There's an Escalade with spinner's somewhere around here...

But, downtown AziZia's got Hummers too, beside's the classic donkey pulled carts (used for carrying produce and merchandise). The truth is, you don't normally see both on the street very often, but they're there. The old and the new.

Concrete Jungle

Walking back from the gym among Aleppo's concrete jungle.

Sunday, September 10, 2006

9/10: A little bit about cars

I once wrote to a bunch of friends that Aleppo has an exceptional car culture. This is only one of the beauties, if you like old cars that is. There're so many it's hard to get myself to take more pictures, because the chances to catch the latest BMW or the oldest, is 8/10. There's even American cars that you rarely see outside of car shows, easily found. If you want to see more, let me know. I can take more picture's easily, and, many of the owners love to show them off and tell you about them.

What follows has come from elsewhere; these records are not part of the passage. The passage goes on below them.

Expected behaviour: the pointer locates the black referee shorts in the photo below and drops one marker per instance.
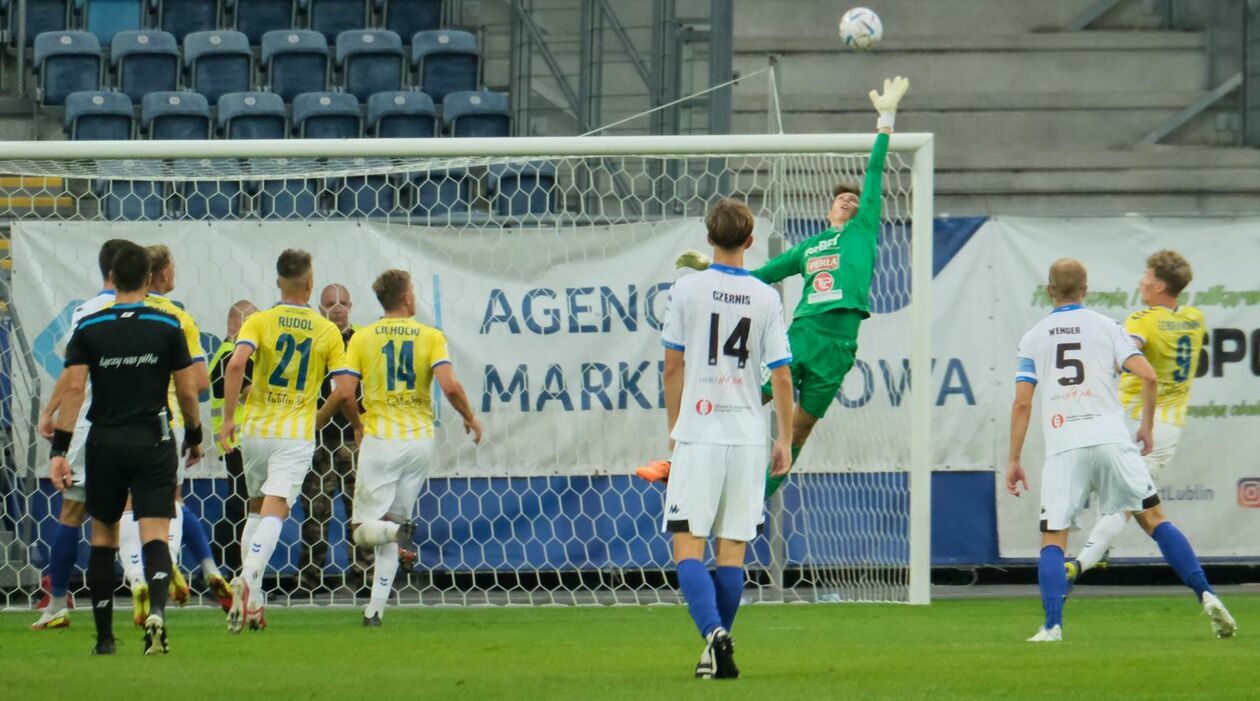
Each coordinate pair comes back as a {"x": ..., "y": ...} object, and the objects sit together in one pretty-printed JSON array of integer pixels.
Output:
[{"x": 140, "y": 460}]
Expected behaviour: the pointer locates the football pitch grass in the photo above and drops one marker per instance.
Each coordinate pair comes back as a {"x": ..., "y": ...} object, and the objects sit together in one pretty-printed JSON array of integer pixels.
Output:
[{"x": 1147, "y": 647}]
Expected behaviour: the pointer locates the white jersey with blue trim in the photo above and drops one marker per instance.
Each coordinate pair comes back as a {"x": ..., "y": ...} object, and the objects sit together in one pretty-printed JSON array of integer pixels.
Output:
[
  {"x": 1074, "y": 357},
  {"x": 727, "y": 324},
  {"x": 103, "y": 299}
]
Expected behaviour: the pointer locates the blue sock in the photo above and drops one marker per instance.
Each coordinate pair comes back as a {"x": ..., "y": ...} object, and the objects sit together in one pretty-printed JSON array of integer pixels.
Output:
[
  {"x": 62, "y": 556},
  {"x": 1181, "y": 556},
  {"x": 1053, "y": 584},
  {"x": 194, "y": 537},
  {"x": 701, "y": 596},
  {"x": 728, "y": 583}
]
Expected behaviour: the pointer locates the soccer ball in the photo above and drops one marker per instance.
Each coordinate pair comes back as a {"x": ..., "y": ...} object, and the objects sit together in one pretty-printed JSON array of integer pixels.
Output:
[{"x": 861, "y": 29}]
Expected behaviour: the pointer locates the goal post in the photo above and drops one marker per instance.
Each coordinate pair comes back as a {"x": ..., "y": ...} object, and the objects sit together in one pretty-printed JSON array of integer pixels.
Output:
[{"x": 547, "y": 264}]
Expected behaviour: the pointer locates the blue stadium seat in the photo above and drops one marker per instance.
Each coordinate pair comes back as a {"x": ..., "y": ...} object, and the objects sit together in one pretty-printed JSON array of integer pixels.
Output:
[
  {"x": 326, "y": 115},
  {"x": 408, "y": 17},
  {"x": 218, "y": 63},
  {"x": 106, "y": 18},
  {"x": 66, "y": 62},
  {"x": 42, "y": 15},
  {"x": 184, "y": 17},
  {"x": 252, "y": 115},
  {"x": 476, "y": 114},
  {"x": 255, "y": 18},
  {"x": 445, "y": 61},
  {"x": 334, "y": 17},
  {"x": 402, "y": 115},
  {"x": 522, "y": 188},
  {"x": 145, "y": 62},
  {"x": 175, "y": 115},
  {"x": 371, "y": 62},
  {"x": 97, "y": 116},
  {"x": 295, "y": 61}
]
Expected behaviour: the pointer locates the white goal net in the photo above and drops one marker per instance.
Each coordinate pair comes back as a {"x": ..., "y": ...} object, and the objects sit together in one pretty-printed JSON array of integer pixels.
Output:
[{"x": 547, "y": 262}]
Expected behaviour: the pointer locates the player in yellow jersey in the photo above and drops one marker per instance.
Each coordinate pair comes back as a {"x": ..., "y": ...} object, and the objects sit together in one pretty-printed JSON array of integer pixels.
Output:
[
  {"x": 1171, "y": 338},
  {"x": 292, "y": 348},
  {"x": 397, "y": 359}
]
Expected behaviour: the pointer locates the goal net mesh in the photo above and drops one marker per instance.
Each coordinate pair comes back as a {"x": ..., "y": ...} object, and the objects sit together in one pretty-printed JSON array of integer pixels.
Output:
[{"x": 548, "y": 275}]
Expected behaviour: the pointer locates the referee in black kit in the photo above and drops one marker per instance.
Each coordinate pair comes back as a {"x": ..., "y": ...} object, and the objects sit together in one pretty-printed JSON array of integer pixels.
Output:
[{"x": 130, "y": 351}]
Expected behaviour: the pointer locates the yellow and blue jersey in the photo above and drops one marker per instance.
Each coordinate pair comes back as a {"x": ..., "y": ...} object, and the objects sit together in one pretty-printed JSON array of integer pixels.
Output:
[
  {"x": 294, "y": 348},
  {"x": 1171, "y": 341},
  {"x": 395, "y": 358}
]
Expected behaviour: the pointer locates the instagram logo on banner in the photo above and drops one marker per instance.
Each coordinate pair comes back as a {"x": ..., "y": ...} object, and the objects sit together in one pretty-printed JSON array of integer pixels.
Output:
[{"x": 1249, "y": 492}]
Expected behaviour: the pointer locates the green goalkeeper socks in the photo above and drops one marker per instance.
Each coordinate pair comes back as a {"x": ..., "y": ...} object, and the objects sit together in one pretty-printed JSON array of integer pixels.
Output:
[{"x": 774, "y": 483}]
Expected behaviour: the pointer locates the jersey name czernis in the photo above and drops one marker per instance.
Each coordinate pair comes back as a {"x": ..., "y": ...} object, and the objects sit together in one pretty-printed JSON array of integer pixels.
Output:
[{"x": 727, "y": 324}]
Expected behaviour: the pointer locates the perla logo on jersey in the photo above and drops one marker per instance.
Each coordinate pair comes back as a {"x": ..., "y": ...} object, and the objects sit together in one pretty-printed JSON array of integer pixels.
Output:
[{"x": 823, "y": 245}]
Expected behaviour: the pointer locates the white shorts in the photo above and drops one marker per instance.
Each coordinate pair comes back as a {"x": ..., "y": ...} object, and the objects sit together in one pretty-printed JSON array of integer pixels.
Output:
[
  {"x": 1166, "y": 436},
  {"x": 76, "y": 457},
  {"x": 1111, "y": 473},
  {"x": 275, "y": 467},
  {"x": 716, "y": 491},
  {"x": 389, "y": 477}
]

Ah! But there's also and over abundance of cheap cars in Syria, not worth much recognition, except for the fact that so many people decorate their Iranian made compacts (which sport lawn mower engines and excellent gas mileage) with Ferrari stickers and the necessary, patriotic facial symbols of a Syrian President, past or current. Here's what the locals call a "Suzuki." It's a super light golf cart masquerading as a pick-up truck. Everyone who uses this little hauling machine has at some point loaded it with ingenuity, although still with grave danger to the health of all motor vehiclists and pedestrians.

Notice the silver sticker on the windshield. It's a very popular sticker of the Syrian President.